Descriptions, Reviews, Etc.
Publisher Description:
In early 1965 the United States unleashed the largest sustained aerial bombing campaign since World War II, against North Vietnam. Through an ever escalating onslaught of destruction, Operation Rolling Thunder intended to signal America's unwavering commitment to its South Vietnamese ally in the face of continued North Vietnamese aggression, break Hanoi's political will to prosecute the war, and bring about a negotiated settlement to the conflict. It was not to be. Against the backdrop of the Cold War and fears of widening the conflict into a global confrontation, Washington policy makers micromanaged and mismanaged the air campaign and increasingly muddled strategic objectives and operational methods that ultimately sowed the seeds of failure, despite the heroic sacrifices by U.S. Air Force and Navy pilots and crews

Despite flying some 306,000 combat sorties and dropping 864,000 tons of ordnance on North Vietnam - 42 per cent more than that used in the Pacific theater during World War II - Operation Rolling Thunder failed to drive Hanoi decisively to the negotiating table and end the war.
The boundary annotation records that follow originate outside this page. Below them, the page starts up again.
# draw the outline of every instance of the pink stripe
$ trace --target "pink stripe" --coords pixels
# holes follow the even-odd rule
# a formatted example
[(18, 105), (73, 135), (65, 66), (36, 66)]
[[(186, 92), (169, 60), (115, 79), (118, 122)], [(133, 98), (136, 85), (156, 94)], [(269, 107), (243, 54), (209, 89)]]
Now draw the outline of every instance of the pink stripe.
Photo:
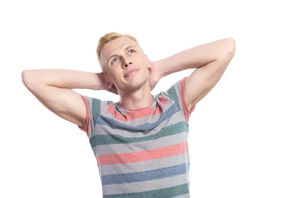
[(166, 99), (162, 96), (160, 97), (160, 101), (158, 102), (159, 105), (156, 109), (153, 107), (148, 107), (145, 110), (142, 109), (140, 110), (133, 110), (129, 111), (127, 113), (123, 115), (119, 113), (118, 111), (115, 110), (114, 104), (111, 103), (108, 106), (107, 109), (108, 112), (113, 115), (114, 117), (118, 120), (120, 121), (132, 121), (135, 119), (142, 118), (146, 117), (149, 115), (154, 115), (161, 113), (162, 109), (160, 107), (161, 105), (164, 105), (166, 102)]
[(98, 165), (125, 164), (144, 161), (188, 152), (188, 143), (177, 144), (152, 150), (118, 154), (108, 154), (97, 157)]

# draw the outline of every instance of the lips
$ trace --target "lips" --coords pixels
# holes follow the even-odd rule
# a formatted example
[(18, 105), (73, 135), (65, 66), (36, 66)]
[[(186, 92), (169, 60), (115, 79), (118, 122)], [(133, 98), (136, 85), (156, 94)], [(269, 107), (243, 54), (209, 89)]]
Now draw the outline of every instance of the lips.
[(126, 75), (125, 75), (125, 77), (128, 77), (129, 76), (130, 76), (130, 75), (133, 75), (133, 74), (132, 73), (133, 73), (135, 71), (137, 71), (139, 70), (139, 69), (133, 69), (131, 70), (130, 71), (128, 71), (128, 73), (127, 73), (126, 74)]

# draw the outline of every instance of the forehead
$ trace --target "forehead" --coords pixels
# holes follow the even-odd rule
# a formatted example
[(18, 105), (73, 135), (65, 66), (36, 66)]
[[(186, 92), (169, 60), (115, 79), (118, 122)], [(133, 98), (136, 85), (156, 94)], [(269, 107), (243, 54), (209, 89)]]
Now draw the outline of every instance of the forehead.
[(127, 46), (134, 45), (139, 48), (138, 44), (131, 39), (122, 36), (112, 40), (104, 45), (101, 50), (101, 58), (106, 61), (108, 57), (113, 54), (121, 52)]

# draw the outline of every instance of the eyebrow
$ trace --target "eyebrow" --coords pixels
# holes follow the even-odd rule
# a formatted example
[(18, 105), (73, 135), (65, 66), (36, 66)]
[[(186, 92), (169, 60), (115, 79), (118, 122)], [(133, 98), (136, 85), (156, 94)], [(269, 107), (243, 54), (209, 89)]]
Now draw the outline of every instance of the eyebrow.
[[(124, 50), (124, 51), (126, 51), (126, 50), (128, 50), (130, 49), (130, 48), (137, 48), (137, 47), (136, 47), (136, 46), (129, 46), (128, 47), (127, 47), (127, 48), (125, 48), (125, 49)], [(107, 62), (109, 62), (109, 60), (110, 60), (110, 59), (111, 59), (111, 58), (113, 58), (113, 57), (115, 57), (115, 56), (118, 56), (118, 54), (113, 54), (113, 55), (111, 55), (110, 56), (109, 56), (109, 57), (108, 57), (108, 58), (107, 59)]]

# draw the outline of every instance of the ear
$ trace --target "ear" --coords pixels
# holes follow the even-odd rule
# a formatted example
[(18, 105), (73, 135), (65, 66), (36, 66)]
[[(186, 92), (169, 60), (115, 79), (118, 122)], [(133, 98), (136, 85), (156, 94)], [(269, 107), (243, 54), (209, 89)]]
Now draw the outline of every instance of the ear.
[(103, 75), (103, 79), (104, 80), (104, 82), (105, 82), (105, 84), (107, 85), (109, 88), (111, 88), (113, 84), (112, 83), (110, 83), (109, 81), (108, 77), (105, 75), (105, 74)]

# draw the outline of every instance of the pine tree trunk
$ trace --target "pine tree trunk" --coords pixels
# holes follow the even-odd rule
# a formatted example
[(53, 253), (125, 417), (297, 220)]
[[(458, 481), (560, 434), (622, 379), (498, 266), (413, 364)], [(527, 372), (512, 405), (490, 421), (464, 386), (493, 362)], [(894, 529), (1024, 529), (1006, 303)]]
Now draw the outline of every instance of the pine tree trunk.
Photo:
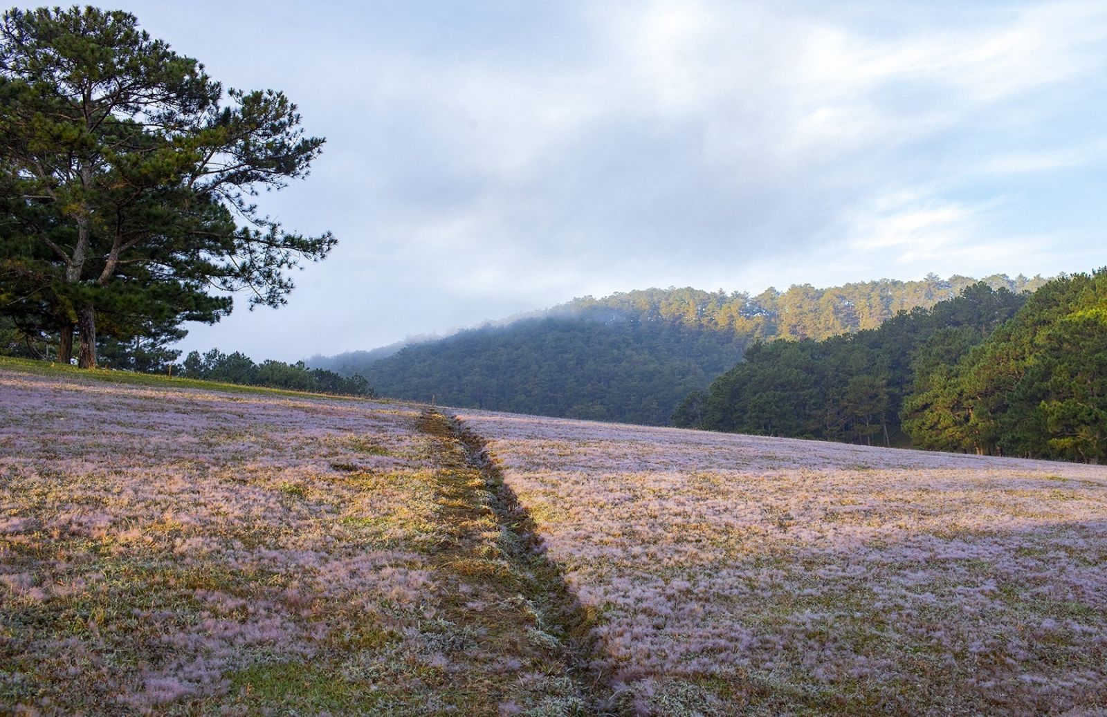
[(62, 326), (58, 339), (58, 363), (69, 364), (73, 357), (73, 324)]
[(77, 366), (96, 367), (96, 310), (91, 303), (83, 304), (76, 312), (76, 330), (81, 334), (81, 350)]

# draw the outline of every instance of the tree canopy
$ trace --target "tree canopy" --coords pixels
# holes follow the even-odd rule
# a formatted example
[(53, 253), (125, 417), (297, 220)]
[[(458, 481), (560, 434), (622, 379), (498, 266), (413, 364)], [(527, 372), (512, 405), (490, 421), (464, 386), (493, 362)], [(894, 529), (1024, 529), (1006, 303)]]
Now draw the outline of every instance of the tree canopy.
[[(679, 426), (737, 433), (902, 443), (899, 413), (919, 353), (983, 341), (1025, 301), (977, 283), (950, 301), (915, 308), (879, 329), (824, 341), (758, 343), (707, 394), (689, 395)], [(955, 339), (955, 341), (954, 341)], [(929, 343), (934, 342), (934, 343)], [(930, 355), (930, 354), (928, 354)]]
[(979, 345), (928, 350), (903, 412), (920, 447), (1107, 458), (1107, 269), (1051, 281)]
[[(1032, 290), (1044, 281), (985, 279), (987, 285), (1011, 292)], [(893, 319), (898, 311), (932, 306), (976, 283), (969, 277), (930, 276), (919, 281), (769, 289), (757, 295), (646, 289), (584, 297), (541, 315), (402, 350), (317, 356), (310, 363), (363, 374), (382, 395), (397, 398), (434, 397), (453, 406), (664, 425), (682, 398), (703, 392), (758, 340), (865, 333), (889, 320), (898, 325)], [(899, 373), (889, 376), (889, 385), (908, 381), (907, 358), (897, 361)], [(850, 371), (855, 375), (860, 368)], [(881, 395), (879, 385), (862, 378), (842, 391), (847, 387), (853, 411)], [(685, 406), (679, 416), (684, 425), (703, 418), (705, 398), (697, 395), (700, 402)], [(899, 401), (899, 395), (890, 401)], [(877, 413), (865, 414), (870, 416), (865, 427), (869, 438), (882, 430)]]
[(126, 12), (9, 10), (0, 22), (0, 314), (96, 364), (128, 342), (215, 322), (248, 291), (277, 306), (329, 233), (284, 231), (254, 202), (308, 174), (281, 92), (224, 91)]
That would take another four years and another air campaign. But by building on the hard earned political and military lessons of the past, the Nixon Administration and American military commanders would get another chance to prove themselves when they implemented operations Linebacker I and II in May and December 1972\. And this time the results would be vastly different.


Contributor Bio(s): Emerson, Stephen: - Stephen Emerson was born in San Diego, California into a U.S. Navy family: his father was a career naval aviator and his mother a former Navy nurse. Steve grew up on various Navy bases during the Vietnam War. His father served two combat tours as an attack pilot in Vietnam flying the A-4 Skyhawk in Operation Rolling Thunder while flying off the USS Midway in 1965 with VA-22 and later as commanding officer of VA-146 flying the A-7 Corsair II while embarked on the USS Enterprise in 1969\. Steve worked as intelligence analyst covering political-military affairs in Africa and the Middle East. He served as Security Studies Chair at the National Defense University's Africa Center for Strategic Studies and previously as an associate professor of National Security Decision-making at the U.S. Naval War College in Newport, Rhode Island. As the author of more than 100 classified and unclassified publications, Steve has written widely on subjects from American national security affairs and political instability to terrorism, African conflicts, and counter-insurgency. Chief among these are his critical assessment of U.S. counter-terrorism policy in Africa, 'The Battle for Africa's Hearts and Minds', and his comprehensive military history of the Mozambican civil war in The Battle for Mozambique. He holds a Ph.D. in International Relations/Comparative Politics from the University of Florida and currently resides in Orlando, Florida.